In the case of preferred equity, recourse is strictly a function of the structure of the operating entity and the relationship between the various parties.
And because preferred equity holders are simply a different class of shareholder in the company that is operating the real estate project, they do not represent another layer of secured debt and consequently pose reduced compliance issues with lenders.
Mezzanine debt holders are not members of the LLC, but their recourse is to take possession of the LLC in its entirety in the event of default, through a UCC foreclosure.
This contrasts with a debt lender with a lien against the property who would take over ownership of the real property itself - preferred equity and mezzanine debt investors take over ownership of the partnership that owns the property.
While the intent of preferred equity is to fill whatever the gap was left by mezzanine debt, there is a broad array of different rights and remedies that can be built into an operating agreement.
Consequently, sophisticated investors should take into consideration what these rights and remedies are when comparing different preferred equity investments – no two ‘preferred equity’ structures are the same and, in fact, can be very different.
Soft v.
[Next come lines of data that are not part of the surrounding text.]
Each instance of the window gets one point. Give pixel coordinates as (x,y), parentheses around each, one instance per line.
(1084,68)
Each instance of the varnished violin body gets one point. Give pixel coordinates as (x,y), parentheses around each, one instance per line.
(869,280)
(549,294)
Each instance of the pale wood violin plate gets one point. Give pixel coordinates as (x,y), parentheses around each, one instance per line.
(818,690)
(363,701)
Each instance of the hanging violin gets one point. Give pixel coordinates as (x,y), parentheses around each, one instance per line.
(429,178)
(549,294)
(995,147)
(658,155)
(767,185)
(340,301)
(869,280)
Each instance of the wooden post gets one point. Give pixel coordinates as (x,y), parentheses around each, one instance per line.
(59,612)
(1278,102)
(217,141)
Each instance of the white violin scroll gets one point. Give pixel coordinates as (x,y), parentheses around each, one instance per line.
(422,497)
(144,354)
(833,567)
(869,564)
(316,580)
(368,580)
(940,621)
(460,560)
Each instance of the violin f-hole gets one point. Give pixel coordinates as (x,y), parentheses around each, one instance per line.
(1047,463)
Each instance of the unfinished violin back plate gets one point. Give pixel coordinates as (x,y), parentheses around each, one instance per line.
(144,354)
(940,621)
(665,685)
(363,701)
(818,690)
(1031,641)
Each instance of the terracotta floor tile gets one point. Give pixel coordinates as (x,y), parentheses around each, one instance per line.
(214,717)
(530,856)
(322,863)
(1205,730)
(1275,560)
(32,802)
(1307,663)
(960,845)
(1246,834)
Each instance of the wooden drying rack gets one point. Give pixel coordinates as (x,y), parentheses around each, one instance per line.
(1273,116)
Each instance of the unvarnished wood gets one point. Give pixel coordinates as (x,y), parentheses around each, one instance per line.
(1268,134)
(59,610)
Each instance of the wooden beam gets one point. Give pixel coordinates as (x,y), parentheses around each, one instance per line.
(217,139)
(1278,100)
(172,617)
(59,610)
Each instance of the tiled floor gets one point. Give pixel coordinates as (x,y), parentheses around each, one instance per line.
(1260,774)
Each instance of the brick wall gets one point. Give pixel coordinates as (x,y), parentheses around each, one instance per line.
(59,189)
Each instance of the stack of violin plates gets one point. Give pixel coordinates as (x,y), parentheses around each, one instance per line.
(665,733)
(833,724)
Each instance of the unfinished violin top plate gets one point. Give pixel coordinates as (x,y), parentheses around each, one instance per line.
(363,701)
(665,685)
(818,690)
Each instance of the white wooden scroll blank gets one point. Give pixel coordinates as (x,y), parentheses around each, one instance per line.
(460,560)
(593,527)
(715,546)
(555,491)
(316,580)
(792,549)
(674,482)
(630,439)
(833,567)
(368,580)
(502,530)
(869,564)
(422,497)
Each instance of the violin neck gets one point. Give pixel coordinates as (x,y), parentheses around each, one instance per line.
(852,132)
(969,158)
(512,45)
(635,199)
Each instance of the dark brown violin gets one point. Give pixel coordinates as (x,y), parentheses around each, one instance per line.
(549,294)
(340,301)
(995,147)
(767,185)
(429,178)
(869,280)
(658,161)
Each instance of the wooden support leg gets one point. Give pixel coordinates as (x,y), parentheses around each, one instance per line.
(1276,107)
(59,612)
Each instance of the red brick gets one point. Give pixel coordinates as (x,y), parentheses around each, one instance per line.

Hard Pay
One way in which preferred equity positions can be very different from each other is the manner in which they are paid; soft or hard.
Hard pay functions more like a debt-instrument where if there's a non-payment there are some punitive remedies.
The operating agreement will say that the operating entity has to make a certain payment on the first of every month, and pay off the entire loan within a certain period of time, let’s say 3 years.
If the entity, controlled by the sponsor, doesn’t make any of those payments, pure ‘hard pay’ remedies that could be enforced could include wiping out all the subordinate equity, and taking over control of the partnership interest.
In this sense it is pretty much identical to mezzanine debt.
And it is precisely for this reason that banks don’t like hard pay preferred equity positions.
The bank is lending to the sponsor and does not like subordinate positions to have the right to take over the operating entity they are lending to.
Soft pay terms, more acceptable to lenders, just require the sponsor, or the operating entity, to make payments when there is sufficient cash-flow to be able to make payments and if there is a failure to pay, there may or may not be remedies the preferred equity holders can employ.
Furthermore, while preferred equity is paid before common equity, there may be ‘hard pay’ terms that set aside a preferred interest reserve.
The preferred equity holders will be paid out of this reserve, even though common equity holders may receive first distributions of income from cash flow.
Risks to Unsophisticated Investors
This combination of different interests and options can create additional risks for unsophisticated investors.
If a sponsor puts together a deal that works in their best interests, like a soft-pay preferred equity deal, they may be able to put this in front of a crowd that doesn’t understand whether the deal is good or bad.
In essence, it could allow the sponsor to have a free option with the preferred equity money.
Consequently, there are vast differences between types of preferred equity.
Investors should be keenly aware that their rights can be materially affected in one kind of preferred equity versus another and should be conscious of what their rights are before making an investment.